Enter a tale shrouded in Hoffman’s signature magic: The Museum of Extraordinary Thingsis part love story, part historical fiction, and part fantasy. Coralie is the daughter of Professor Sardie, the owner of the museum. At a young age, her father forces her to eat a meal of fish daily, take ice cold baths, and wear gloves (despite the season) to cover her one deformity: webbed fingers. Eventually, she is included in his museum of oddities; she takes the role of mermaid, swimming in a tank for hours, performing for the customers. Later, she is used as the decoy for the “monster’ in the Hudson river—due to her life spent in water, she becomes a talented swimmer, and takes to the river at night, swimming, at home, amongst its watery creatures.
We are also introduced to Eddie, an ex-Orthodox Jewish immigrant who took to the New York streets at a young age. Eventually, he becomes the assistant of the famous photographer, Moses Levy, and takes on the practice once Levy dies. After taking photos of the infamous Triangle shirtwaist factory fire, he finds himself stumbling onto the mystery of a missing girl whose body wasn’t found in the fire, but who failed to come home with her sister, afterewards. This leads, ultimately, to him meeting Coralie, their instantaneous, magical love, and whole host of problems.
Alice Hoffman knows her way around magic. Her story is rife with a kind of fairy tale splendor that demands for the reader to hang their notions of reality at the door. Coralie’s tale is a sad one; her abusive father subjects her to a whole host of inappropriate experiences as such a tender age. I found myself respecting her more and more throughout the novel—she’s far more normal than most young women would be after such a life. The novel’s language is in sync with its dreamlike plot, but Eddie’s own narration helps to anchor it. He is embittered and cynical, and their “love at first sight” relationship is, while not refreshing, nicely written and well suited to the story.
Hoffman tries to marry history and imagination in this novel, and for the most part, she succeeds. However, at times, it felt forced—she makes herself known, through narrative, as an advocate for women, children, and worker’s rights—and while that is admirable, it didn’t exactly fit with the fairy tale that is center to the plot. I think she would have done better to stick with fabricating history, instead of tackling both genres simultaneously.
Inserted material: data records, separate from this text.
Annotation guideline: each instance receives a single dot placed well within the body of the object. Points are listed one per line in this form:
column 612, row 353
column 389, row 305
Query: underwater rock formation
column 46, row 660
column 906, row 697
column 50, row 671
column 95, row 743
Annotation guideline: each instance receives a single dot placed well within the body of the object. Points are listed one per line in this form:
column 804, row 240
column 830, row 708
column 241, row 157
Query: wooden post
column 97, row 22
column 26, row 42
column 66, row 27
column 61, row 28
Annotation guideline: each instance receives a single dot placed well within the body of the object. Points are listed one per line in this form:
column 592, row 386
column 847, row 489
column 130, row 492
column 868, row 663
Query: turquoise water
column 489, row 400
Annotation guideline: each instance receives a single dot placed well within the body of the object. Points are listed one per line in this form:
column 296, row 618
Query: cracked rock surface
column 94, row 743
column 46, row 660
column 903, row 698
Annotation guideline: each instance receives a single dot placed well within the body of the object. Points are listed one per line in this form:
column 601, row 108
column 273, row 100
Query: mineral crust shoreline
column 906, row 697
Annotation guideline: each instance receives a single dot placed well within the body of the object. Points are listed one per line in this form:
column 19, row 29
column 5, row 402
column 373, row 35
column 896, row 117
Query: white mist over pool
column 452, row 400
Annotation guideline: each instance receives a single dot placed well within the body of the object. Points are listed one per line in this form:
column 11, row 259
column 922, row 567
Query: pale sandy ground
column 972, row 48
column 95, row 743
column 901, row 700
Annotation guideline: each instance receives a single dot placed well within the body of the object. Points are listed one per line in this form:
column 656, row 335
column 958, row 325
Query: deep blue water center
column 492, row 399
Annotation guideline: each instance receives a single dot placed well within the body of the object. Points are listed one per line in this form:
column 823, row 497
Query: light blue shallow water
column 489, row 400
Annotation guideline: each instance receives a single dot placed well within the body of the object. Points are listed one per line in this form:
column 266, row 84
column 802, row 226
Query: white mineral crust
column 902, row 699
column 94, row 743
I’d give fair warning: this is an adult fairy tale. There are some disturbing scenes where the professor forces Coralie to exploit her sexuality in various ways. Although this is in keeping with the gothic tones of the novel, it is nevertheless upsetting to imagine. However, it succeeds in making Coralie a completely sympathetic character that is both admired and pitied.
Hoffman, once again, blends mild horror, a satisfying gothic tone, and lovely, dreamlike scenarios into a novel that’s bursting at its seams with imagination. If you’re a fan of dark-toned, fantastic literature, this read is for you.